If you haven’t read Robert Boswell’s, THE HALF-KNOWN WORLD, do yourself a favor a go pick it up right now.

No really. Go!

Got it? Great. Now we can have a real discussion.

One of my favorite lines in Boswell’s story is this: “By refusing to fully know the world, I hope to discover unusual formations in the landscape, and strange desires in the characters.”

Invariably, our stories are shaped by our lives. There is no way around that because our perceptions of the real world affect the way we build our fictitious ones. BUT, as writers we need to be careful about limiting our character growth by attaching too much real world value to who they are. The same goes for story and dialogue.

Characters are to a writer, what children are to their parents. They are born of us, guided by us, and when they come of age we are required to let them go. Giving characters the freedom to be wrong, is half of what makes them intricate, fascinating, true-to-life, people that readers connect to, engage with, and ultimately come to love.

For me, one of the most challenging aspects of writing involves the creation of character flaws. As a perfect human being myself, it’s hard for me to relate to people who don’t have lots of money, super white teeth, perfect hair, and a job so fun that it makes Disneyland look like Alcatraz (when it was still functioning). I kid, I kid, but in all honesty, who wants to get into the mind of  a narcissistic, self-righteous, schizophrenic billionaire who half the time runs Google and the other half of the time murders people out of impulse, and then have to stick by him for six or seven years while his story unfolds? Not me. However; I’d be lying if I said I didn’t want to read that story. Faults in our characters bring them life, they take two-dimensional ideas and formulate three-dimensional quirky people. Anthony C. Lanni wrote a post recently on how to create engaging characters so check it out if you need more ideas.

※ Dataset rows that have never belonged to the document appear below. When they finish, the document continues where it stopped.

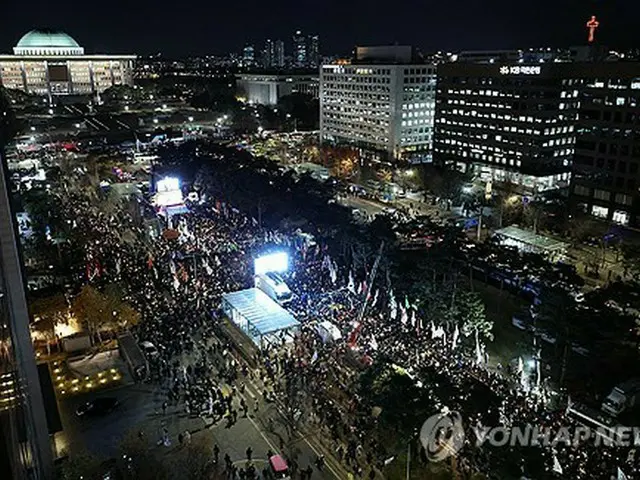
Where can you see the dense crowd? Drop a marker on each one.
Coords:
(177, 285)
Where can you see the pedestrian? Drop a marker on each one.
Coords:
(216, 453)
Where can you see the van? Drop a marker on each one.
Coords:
(274, 286)
(328, 332)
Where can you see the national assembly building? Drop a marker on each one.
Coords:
(51, 63)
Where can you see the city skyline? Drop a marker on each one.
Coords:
(228, 28)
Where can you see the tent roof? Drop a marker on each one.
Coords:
(530, 238)
(264, 314)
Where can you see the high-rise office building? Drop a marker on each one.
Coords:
(248, 56)
(51, 63)
(606, 178)
(268, 54)
(511, 123)
(299, 50)
(313, 59)
(25, 446)
(268, 88)
(279, 54)
(382, 102)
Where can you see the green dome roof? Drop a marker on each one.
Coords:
(43, 38)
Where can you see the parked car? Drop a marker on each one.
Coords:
(97, 407)
(149, 349)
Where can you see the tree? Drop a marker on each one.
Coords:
(8, 121)
(92, 308)
(47, 312)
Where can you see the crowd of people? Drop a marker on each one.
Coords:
(177, 285)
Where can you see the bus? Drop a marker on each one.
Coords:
(273, 285)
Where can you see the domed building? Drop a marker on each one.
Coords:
(51, 63)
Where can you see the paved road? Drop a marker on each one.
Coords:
(140, 409)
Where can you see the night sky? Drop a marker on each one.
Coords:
(215, 26)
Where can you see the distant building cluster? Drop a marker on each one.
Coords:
(382, 100)
(303, 53)
(51, 63)
(539, 119)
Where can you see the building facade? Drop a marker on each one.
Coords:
(299, 50)
(606, 178)
(384, 107)
(314, 51)
(248, 56)
(279, 54)
(52, 63)
(268, 54)
(512, 123)
(267, 89)
(25, 444)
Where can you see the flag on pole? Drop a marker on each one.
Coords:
(454, 340)
(557, 468)
(351, 286)
(375, 299)
(437, 332)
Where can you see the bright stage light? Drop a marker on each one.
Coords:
(168, 184)
(275, 262)
(168, 192)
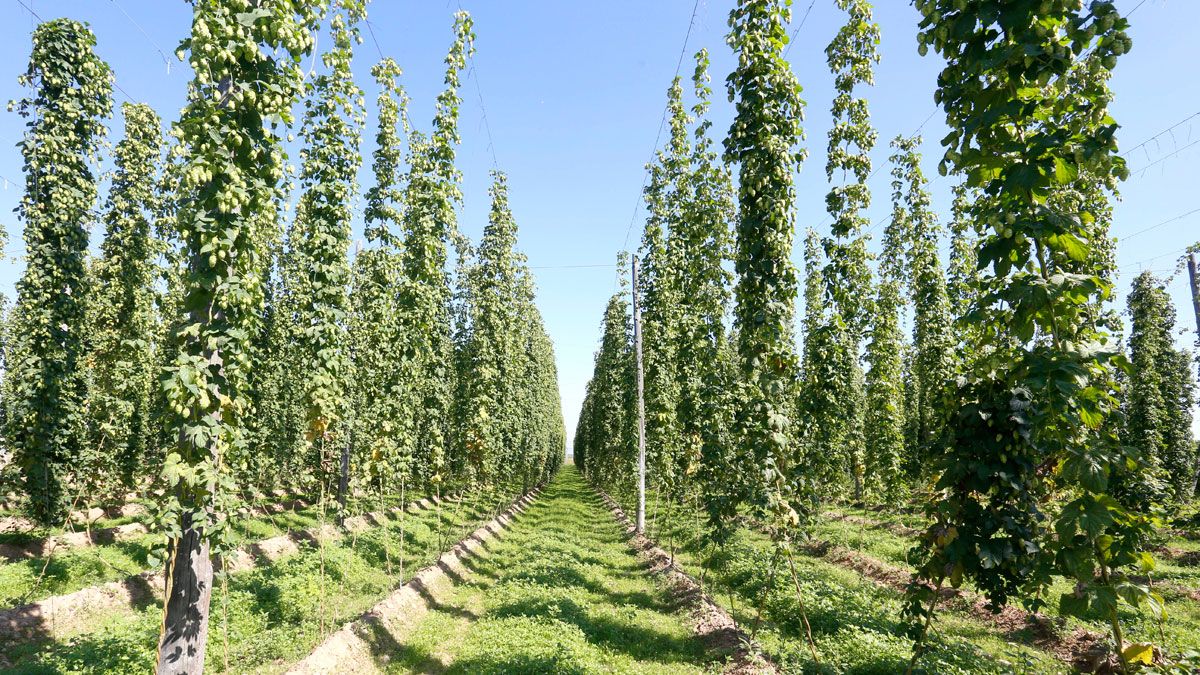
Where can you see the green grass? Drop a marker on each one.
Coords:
(1180, 633)
(271, 615)
(856, 622)
(561, 592)
(71, 569)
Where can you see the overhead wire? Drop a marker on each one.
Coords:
(473, 73)
(798, 27)
(1164, 157)
(143, 31)
(1168, 221)
(658, 137)
(1168, 130)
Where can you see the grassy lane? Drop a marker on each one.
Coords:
(561, 592)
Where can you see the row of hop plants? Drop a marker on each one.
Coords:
(1038, 443)
(225, 344)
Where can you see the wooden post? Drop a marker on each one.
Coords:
(1194, 282)
(343, 482)
(1195, 291)
(641, 408)
(185, 626)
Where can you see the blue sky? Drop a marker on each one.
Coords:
(574, 94)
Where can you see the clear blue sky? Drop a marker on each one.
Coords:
(574, 93)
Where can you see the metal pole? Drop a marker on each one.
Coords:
(641, 408)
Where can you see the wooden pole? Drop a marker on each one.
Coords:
(1195, 291)
(641, 408)
(1194, 282)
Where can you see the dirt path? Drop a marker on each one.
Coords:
(559, 592)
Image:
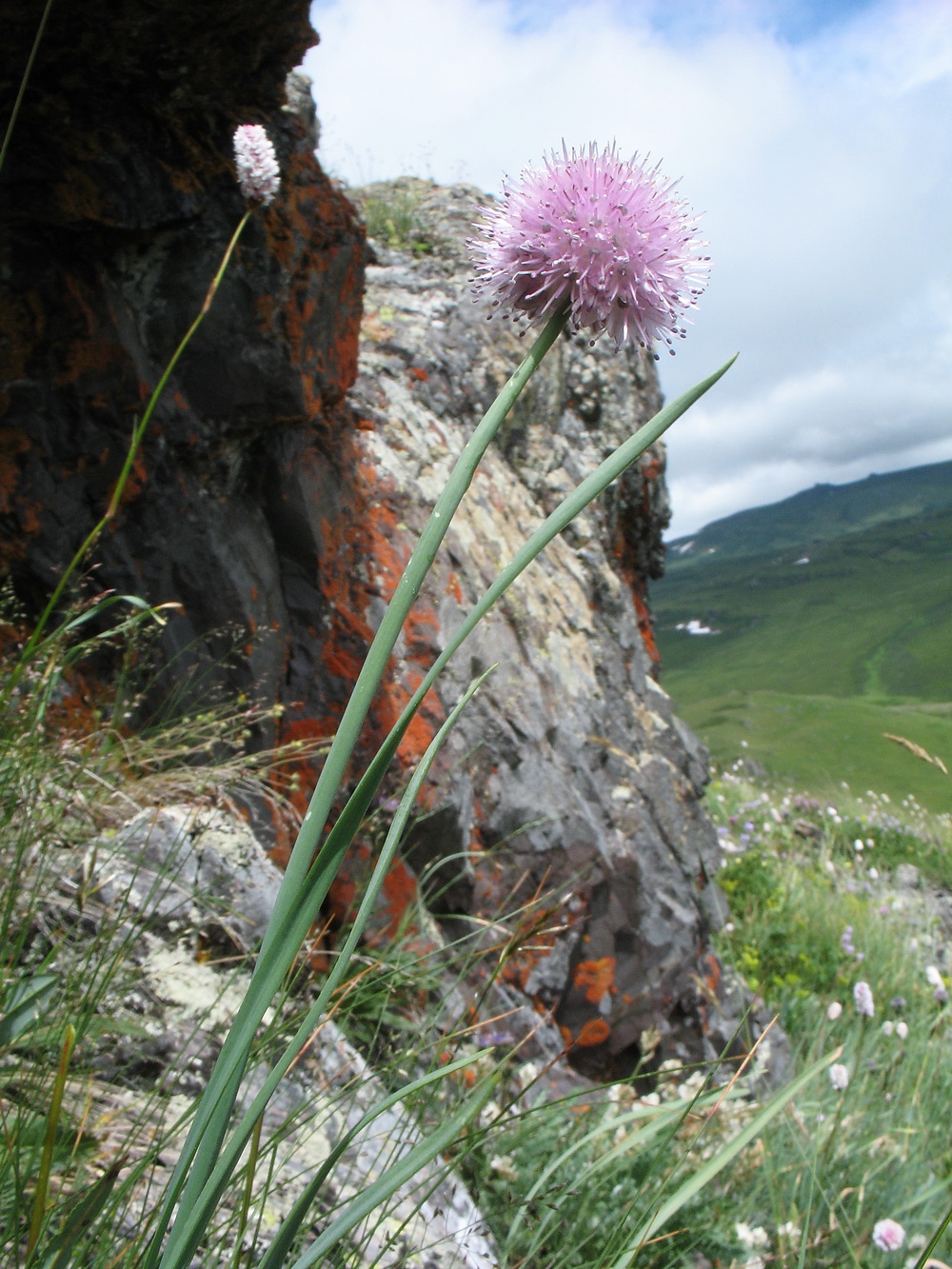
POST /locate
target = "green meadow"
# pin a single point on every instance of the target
(824, 644)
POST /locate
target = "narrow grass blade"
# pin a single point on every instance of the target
(398, 1176)
(79, 1216)
(704, 1174)
(278, 1252)
(659, 1119)
(50, 1141)
(307, 883)
(936, 1239)
(23, 1005)
(297, 903)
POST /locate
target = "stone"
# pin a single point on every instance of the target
(280, 491)
(188, 865)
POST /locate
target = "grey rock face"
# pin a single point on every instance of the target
(167, 862)
(569, 774)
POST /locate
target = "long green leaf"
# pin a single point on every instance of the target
(187, 1233)
(305, 887)
(704, 1174)
(280, 1249)
(25, 1002)
(78, 1218)
(403, 1172)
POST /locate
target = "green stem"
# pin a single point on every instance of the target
(23, 83)
(278, 951)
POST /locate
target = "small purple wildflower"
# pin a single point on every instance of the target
(889, 1235)
(257, 164)
(863, 999)
(604, 233)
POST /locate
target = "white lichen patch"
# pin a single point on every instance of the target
(193, 989)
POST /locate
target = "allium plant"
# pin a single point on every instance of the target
(621, 256)
(889, 1235)
(605, 236)
(840, 1077)
(863, 1001)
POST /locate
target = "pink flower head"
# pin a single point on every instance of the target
(889, 1235)
(257, 164)
(604, 233)
(863, 999)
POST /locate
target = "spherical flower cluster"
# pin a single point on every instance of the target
(604, 235)
(863, 999)
(889, 1235)
(840, 1077)
(257, 164)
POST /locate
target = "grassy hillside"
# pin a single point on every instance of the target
(818, 514)
(819, 651)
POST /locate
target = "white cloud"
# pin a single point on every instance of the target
(823, 168)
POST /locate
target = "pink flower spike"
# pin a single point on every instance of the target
(605, 235)
(257, 164)
(889, 1235)
(863, 999)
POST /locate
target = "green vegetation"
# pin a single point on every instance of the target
(391, 210)
(819, 514)
(821, 647)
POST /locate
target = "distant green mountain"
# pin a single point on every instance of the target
(800, 644)
(818, 514)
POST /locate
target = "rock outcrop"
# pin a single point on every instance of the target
(267, 498)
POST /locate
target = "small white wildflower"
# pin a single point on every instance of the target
(752, 1237)
(863, 999)
(889, 1235)
(840, 1077)
(257, 164)
(503, 1164)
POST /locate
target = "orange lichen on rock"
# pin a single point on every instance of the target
(593, 1032)
(596, 978)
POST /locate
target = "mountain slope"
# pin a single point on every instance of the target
(822, 513)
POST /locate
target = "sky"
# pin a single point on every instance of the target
(815, 138)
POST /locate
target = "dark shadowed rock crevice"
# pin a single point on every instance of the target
(285, 483)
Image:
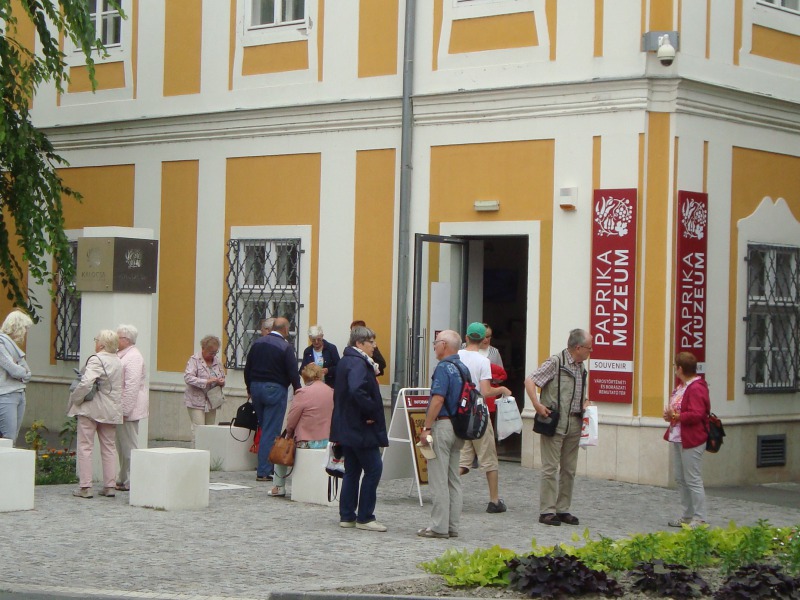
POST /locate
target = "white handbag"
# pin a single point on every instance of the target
(508, 418)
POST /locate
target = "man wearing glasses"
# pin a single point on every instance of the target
(562, 379)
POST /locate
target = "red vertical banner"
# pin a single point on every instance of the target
(691, 269)
(613, 295)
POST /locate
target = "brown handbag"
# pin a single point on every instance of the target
(282, 452)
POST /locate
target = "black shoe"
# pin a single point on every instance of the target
(550, 519)
(568, 518)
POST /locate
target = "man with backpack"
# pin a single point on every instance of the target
(562, 379)
(484, 448)
(443, 478)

As for plot, I can’t tell you the number of times an editor has said to me (and I have said to others), “This doesn’t seem real,” only to be given the response, “But it happened to me!”

Sigh. There is no easy way to say this, except, “It doesn’t matter.” Coincidences work in real life, but they fall flat in fiction. Just because something really happened to you in real life, does not mean that it gets to happen in your story (unless you’re writing a memoir, in which case, I apologize for the terrible things that have occurred in your life.)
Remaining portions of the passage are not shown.